CVE-2024-3094: Why the xz-utils backdoor is more than a technical issue
Despite the Easter holidays, a lot of incredible work was done over the weekend by many researchers analysing the details of the xz-utils backdoor.
Some examples are:
- xz-utils backdoor situation (CVE-2024-3094) (github.com)
Most comprehensive analysis of the backdoor and it’s history of origin known to me. - Everything I know about the XZ backdoor (boehs.org)
Analysis of the attackers’ tactics for introducing the backdoor - https://github.com/amlweems/xzbot
Patches the public key necessary for activation of the backdoor for further analysis and provides a honeypot to analyze attempts to exploit the vulnerability - @filippo.abyssdomain.expert on Bluesky (bsky.app)

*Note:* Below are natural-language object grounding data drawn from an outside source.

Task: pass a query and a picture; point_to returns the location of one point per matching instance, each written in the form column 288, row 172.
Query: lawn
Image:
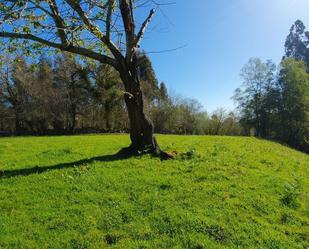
column 219, row 192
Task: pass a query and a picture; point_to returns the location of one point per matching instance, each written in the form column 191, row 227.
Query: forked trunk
column 141, row 127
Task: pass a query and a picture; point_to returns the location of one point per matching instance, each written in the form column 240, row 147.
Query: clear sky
column 221, row 35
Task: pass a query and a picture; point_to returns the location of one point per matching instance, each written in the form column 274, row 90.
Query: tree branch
column 143, row 28
column 94, row 29
column 58, row 21
column 109, row 17
column 69, row 48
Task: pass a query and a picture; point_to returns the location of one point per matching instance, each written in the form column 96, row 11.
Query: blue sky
column 221, row 35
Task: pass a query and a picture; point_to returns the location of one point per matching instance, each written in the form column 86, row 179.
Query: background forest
column 64, row 93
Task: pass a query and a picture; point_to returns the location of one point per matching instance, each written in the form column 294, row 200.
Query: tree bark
column 141, row 127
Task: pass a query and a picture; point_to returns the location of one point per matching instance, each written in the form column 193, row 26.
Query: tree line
column 64, row 94
column 274, row 101
column 67, row 93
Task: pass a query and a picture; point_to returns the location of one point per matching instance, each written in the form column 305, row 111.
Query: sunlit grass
column 220, row 192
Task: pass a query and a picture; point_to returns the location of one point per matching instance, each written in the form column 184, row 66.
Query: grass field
column 220, row 192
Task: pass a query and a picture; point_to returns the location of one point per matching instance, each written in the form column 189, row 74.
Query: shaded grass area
column 220, row 192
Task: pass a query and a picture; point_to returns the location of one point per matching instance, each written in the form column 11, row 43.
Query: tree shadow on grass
column 39, row 170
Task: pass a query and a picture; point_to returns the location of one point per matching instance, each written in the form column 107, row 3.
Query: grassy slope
column 226, row 193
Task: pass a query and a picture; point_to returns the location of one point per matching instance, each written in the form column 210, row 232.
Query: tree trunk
column 141, row 128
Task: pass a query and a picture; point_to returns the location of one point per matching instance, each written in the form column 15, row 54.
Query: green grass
column 220, row 192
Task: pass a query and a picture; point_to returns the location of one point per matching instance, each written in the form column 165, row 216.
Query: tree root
column 153, row 150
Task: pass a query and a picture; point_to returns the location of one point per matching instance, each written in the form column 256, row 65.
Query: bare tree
column 105, row 31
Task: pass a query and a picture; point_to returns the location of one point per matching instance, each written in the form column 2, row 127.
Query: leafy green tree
column 294, row 113
column 105, row 31
column 297, row 43
column 257, row 77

Further analysis of the payload
As the situation unfolds, it is becoming clear that this was not just one of the most sophisticated technical (perhaps the most sophisticated) attempts to introduce a backdoor into open source software.
Besides the focus on the technical aspects of the attack, It’s equally important to emphasize that this attempt was an extremely well-crafted piece of social engineering.

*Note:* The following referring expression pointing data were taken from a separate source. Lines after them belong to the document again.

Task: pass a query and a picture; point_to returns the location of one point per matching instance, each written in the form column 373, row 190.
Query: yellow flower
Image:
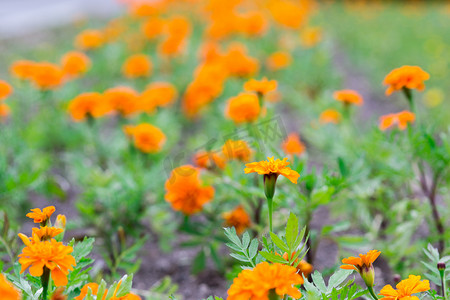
column 405, row 289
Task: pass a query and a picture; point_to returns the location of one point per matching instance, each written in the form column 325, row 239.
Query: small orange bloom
column 7, row 290
column 261, row 87
column 137, row 65
column 88, row 105
column 238, row 150
column 348, row 97
column 271, row 166
column 330, row 116
column 243, row 108
column 89, row 39
column 409, row 77
column 22, row 69
column 258, row 282
column 185, row 191
column 279, row 60
column 51, row 254
column 209, row 160
column 292, row 145
column 237, row 218
column 5, row 111
column 158, row 94
column 405, row 289
column 153, row 27
column 363, row 264
column 41, row 216
column 75, row 63
column 46, row 76
column 5, row 90
column 400, row 119
column 146, row 137
column 123, row 99
column 311, row 36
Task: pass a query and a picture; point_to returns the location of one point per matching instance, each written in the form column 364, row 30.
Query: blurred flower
column 22, row 69
column 46, row 76
column 243, row 108
column 146, row 137
column 209, row 160
column 49, row 254
column 157, row 94
column 185, row 191
column 261, row 87
column 278, row 60
column 41, row 216
column 237, row 149
column 409, row 77
column 237, row 218
column 400, row 119
column 364, row 265
column 5, row 90
column 266, row 281
column 330, row 116
column 75, row 63
column 137, row 65
column 405, row 289
column 122, row 99
column 348, row 97
column 292, row 145
column 7, row 289
column 87, row 105
column 310, row 36
column 89, row 39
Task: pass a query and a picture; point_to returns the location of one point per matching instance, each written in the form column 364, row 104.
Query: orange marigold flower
column 41, row 216
column 4, row 111
column 22, row 69
column 238, row 62
column 75, row 63
column 185, row 191
column 348, row 97
column 123, row 99
column 50, row 254
column 137, row 65
column 46, row 233
column 158, row 94
column 243, row 108
column 261, row 87
column 7, row 290
column 303, row 267
column 409, row 77
column 5, row 90
column 146, row 137
column 292, row 145
column 278, row 60
column 209, row 160
column 400, row 119
column 363, row 264
column 153, row 27
column 237, row 218
column 311, row 36
column 89, row 39
column 88, row 105
column 276, row 167
column 238, row 150
column 46, row 76
column 265, row 279
column 405, row 289
column 330, row 116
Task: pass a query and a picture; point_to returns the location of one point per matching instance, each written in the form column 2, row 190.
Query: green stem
column 45, row 278
column 372, row 293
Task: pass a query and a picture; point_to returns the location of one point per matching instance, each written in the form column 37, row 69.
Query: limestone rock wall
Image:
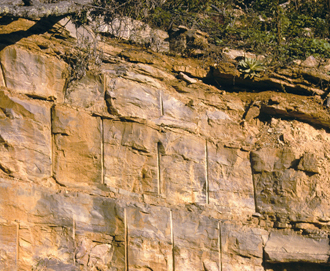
column 130, row 169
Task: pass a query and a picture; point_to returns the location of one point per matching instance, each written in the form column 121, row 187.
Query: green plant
column 250, row 67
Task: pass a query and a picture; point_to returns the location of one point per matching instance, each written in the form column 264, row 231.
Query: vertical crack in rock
column 17, row 245
column 3, row 74
column 52, row 136
column 161, row 104
column 74, row 238
column 206, row 174
column 254, row 185
column 172, row 241
column 219, row 246
column 102, row 150
column 126, row 240
column 158, row 169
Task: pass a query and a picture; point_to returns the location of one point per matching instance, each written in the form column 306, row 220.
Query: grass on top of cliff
column 283, row 30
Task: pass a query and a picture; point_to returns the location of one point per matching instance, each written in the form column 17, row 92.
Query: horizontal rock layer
column 130, row 167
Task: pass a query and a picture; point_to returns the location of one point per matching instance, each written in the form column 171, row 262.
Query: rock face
column 129, row 168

So, let’s learn how the attackers were able to successfully take over an open-source project in order to identify what’s necessary to protect our software against such an attack in future.
The timeline is based on the great analysis in Everything I know about the XZ backdoor (boehs.org).

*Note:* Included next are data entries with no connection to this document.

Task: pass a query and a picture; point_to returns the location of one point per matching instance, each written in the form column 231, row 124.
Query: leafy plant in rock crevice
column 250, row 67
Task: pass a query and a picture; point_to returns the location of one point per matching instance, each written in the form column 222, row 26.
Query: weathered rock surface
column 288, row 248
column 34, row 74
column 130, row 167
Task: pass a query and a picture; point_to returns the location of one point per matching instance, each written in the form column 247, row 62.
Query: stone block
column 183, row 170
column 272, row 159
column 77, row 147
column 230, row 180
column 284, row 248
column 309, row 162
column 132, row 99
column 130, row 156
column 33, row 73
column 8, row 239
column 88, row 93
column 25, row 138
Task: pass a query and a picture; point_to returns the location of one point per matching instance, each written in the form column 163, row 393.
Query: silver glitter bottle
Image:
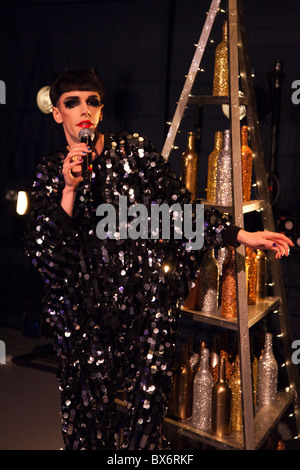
column 202, row 390
column 208, row 285
column 224, row 173
column 267, row 375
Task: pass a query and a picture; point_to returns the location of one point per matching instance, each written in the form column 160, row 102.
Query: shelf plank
column 213, row 100
column 255, row 313
column 250, row 206
column 264, row 422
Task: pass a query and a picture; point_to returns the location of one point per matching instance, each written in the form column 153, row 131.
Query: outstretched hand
column 266, row 240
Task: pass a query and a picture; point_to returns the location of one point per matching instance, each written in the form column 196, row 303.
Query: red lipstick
column 86, row 123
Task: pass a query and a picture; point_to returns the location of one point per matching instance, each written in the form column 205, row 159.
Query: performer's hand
column 266, row 240
column 72, row 169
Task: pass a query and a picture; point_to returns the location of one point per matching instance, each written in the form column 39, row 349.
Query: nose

Disclaimer: I’m describing the steps from the attacker’s perspective for educational purposes in order to prevent such attacks to be successful in future. Using these steps to manipulate people is unethical and can lead to criminal prosecution.
- Find a widely used OSS package that is maintained by a single person as a hobby project but is no longer regularly updated.
- Setup your malicious account but be patient. Don’t misuse it right away to the full extent but start with smaller changes, also in other projects than your target project. Build up credibility for your account.
- The following pull request for libarchive is from November 2021. It was not considered suspicious at the time, and merged into the project, but is highly suspicious since 29.03.2024 (the date the xz-utils backdoor was discovered), as it replaces calls to safe_fprintf with calls to the unsafe fprintf function:
Added error text to warning when untaring with bsdtar by JiaT75 · Pull Request #1609 · libarchive/libarchive (github.com)
- The following pull request for libarchive is from November 2021. It was not considered suspicious at the time, and merged into the project, but is highly suspicious since 29.03.2024 (the date the xz-utils backdoor was discovered), as it replaces calls to safe_fprintf with calls to the unsafe fprintf function:
- Start contributing non-suspicious changes to the package you target and support the package maintainer to handle the workload.
- Put subtle pressure on the maintainer via the package’s mailing list, using several email accounts imitating different persons. Ask why changes are not being made more quickly, and suggest that someone else should take over maintenance of the package.
Make sure to emphasise that you understand the maintainer’s limitations, but that it’s only for the good of the widely used package if he/she steps down. - Surprise, surprise – a potential maintainer candidate with established credibility is already available and ready to increase his or her privileges by being promoted to the maintainer role of the package.
- After some time and over multiple commits implement the backdoor – but not directly in the code. Instead use obfuscated binary test files, which are processed in the manipulated build process.
- Actively inform the large Linux distributions about the new version of your library via a third-party fake-mail-address (which built up minimal credibility the days before by creating updates for other small packages as well) and again try to influence the discussion by exerting pressure by using another mail address (= imitating another person), that the update is urgently needed, and blocks others work.